The agile approach to software development, including the agile mindset, is prevalent in the majority of organizations. Agile software development reflects a shift of mindset, a new way of thinking (WoT), compared with traditional. People working on, or supporting, agile teams must adopt this mindset to be successful. The following characteristic capture the agile mindset:
Close collaboration within teams. Agilists recognize the importance of working together effectively with others and will act accordingly. They have the humility to respect and appreciate the views and abilities of others. Without such humility they are unlikely to willingly choose to collaborate with other. A critical implication is that everyone must rethink the way that they work and be willing to change for the greater good. The attitude that “my group is primary and everyone has to conform to our vision and follow our process” doesn’t work.
Regular collaboration across teams. Agilists actively seek to define an overall approach that everyone agrees to. Processes imposed from the top fail as all it takes is one group to reject the process and “go rogue”. A better strategy is to organically grow a tailored WoW that reflects the needs of everyone involved. You will find that a collection of shared beliefs is often the most important part of an effective process. In the case of the Agile Data method this is the Agile Data ways of thinking (WoT).
Active communication. Effective communication and collaboration are critical to your success. ,You are much more effective working with others than you are working alone. Because communication is a two way street you also need to listen as well as talk.
Cross-functional people. Agilists are generalizing specialists. The implication is that everyone needs to have a wide range of skills and be willing to learn new ones. Many professionals are narrowly specialized in one aspect of the overall process, but over time they must upgrade their skills. And yes, eople new to the IT industry will always need to start somewhere and will clearly need time to come up to speed.
Cross-functional teams. Agile teams have enough people on the team whom together have the requisite skills to get the job done. Cross functional teams require fewer interactions with other teams, thereby reducing waste resulting from waiting, hand-offs, and hand-backs. When people are overly specialized this is difficult to accomplish, but straightforward when people are cross-functional generalizing specialists.
Evolutionary way of working (WoW).
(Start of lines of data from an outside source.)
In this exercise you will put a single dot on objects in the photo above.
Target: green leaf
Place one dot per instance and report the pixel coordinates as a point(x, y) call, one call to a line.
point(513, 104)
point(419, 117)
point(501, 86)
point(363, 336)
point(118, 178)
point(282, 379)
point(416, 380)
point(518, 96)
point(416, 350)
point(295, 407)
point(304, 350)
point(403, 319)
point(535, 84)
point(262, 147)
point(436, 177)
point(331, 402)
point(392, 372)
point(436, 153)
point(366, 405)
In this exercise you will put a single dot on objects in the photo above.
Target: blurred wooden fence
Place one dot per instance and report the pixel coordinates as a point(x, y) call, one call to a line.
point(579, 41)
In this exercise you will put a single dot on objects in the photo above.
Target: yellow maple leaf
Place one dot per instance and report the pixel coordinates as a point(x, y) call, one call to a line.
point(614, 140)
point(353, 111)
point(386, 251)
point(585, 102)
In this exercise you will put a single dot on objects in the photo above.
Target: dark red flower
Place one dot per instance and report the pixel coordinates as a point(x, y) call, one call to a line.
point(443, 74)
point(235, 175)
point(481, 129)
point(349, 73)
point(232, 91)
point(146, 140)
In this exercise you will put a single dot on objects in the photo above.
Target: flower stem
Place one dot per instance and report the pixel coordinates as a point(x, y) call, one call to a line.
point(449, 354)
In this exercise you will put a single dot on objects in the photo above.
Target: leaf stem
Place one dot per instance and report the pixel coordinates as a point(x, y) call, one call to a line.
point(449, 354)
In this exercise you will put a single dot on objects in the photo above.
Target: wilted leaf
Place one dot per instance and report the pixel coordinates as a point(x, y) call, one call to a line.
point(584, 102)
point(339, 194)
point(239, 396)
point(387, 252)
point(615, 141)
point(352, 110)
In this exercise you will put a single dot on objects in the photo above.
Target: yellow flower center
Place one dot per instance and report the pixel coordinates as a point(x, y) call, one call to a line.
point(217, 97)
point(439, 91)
Agilists work in an evolutionary manner that is iterative and incremental in nature. When you work iteratively you alternate between activities as needed. Today you may do some requirements exploration, some architecture work, some more requirements exploration, some testing, some design, some coding, and so on. When you work incrementally you work in small batches. Whenvbuilding a data warehouse, for example, you might build a part of a table and deliver that into production because it’s needed right now. This is called vertical slicing – small increments of value, the slices, build up to a large thing of value.
Fit-for-purpose WoW. Agilists tailor their approach to meet the needs of the initiatives they are involved with. For example a team working on a data warehouse may very well take a data-intensive approach to development A team working on a business system is very likely to take a different approach. No one development process fits all applications.
Sufficient artifacts. Agilists recognize that the creation and evolution of artifacts, including documentation, is a necessity in their jobs. They choose to be effective at it, rather than merely suffer through it. For example, enterprise architects recognize that the goal of enterprise modeling is to produce effective models that meet the needs of their audience, not to produce reams of documentation. Many traditional architecture efforts fail because developers are not willing to invest the time to wade through architecture documentation. System documentation is required to support future enhancement of application code and evolution of the data schema. Agile software developers take an agile approach to documentation and produce well-written and concise documents that are just barely good enough for their context.
Light process definitions. An interesting observation is that you need less documentation describing how people should work together than you think. For example, consider the processes by which you obtain food. Clearly this is a very important part of your life because starving isn’t much fun, yet I doubt very highly that you have a detailed process written down about how you do it. Furthermore, I doubt that your local grocery store has written procedures that you must follow in order to purchase food from them. Many aspects of software development are like this – once you have an agreed to process in place that everyone understands you can follow that process successfully. New people can get involved with and learn the process, I often see parents taking their children with them to the grocery store, just as I see new employees in IT departments. The process can evolve over time, my local grocery store stopped accepting cheques years ago and everyone involved adjusted accordingly. Yes, software development is a lot harder than shopping, but the basic ideas hold. When there is a common vision in place, when people agree to and conform to that vision, and when people understand how to go about their part of the process then there is little need for detailed procedures. Interestingly, even if you had them people aren’t going to read it anyway.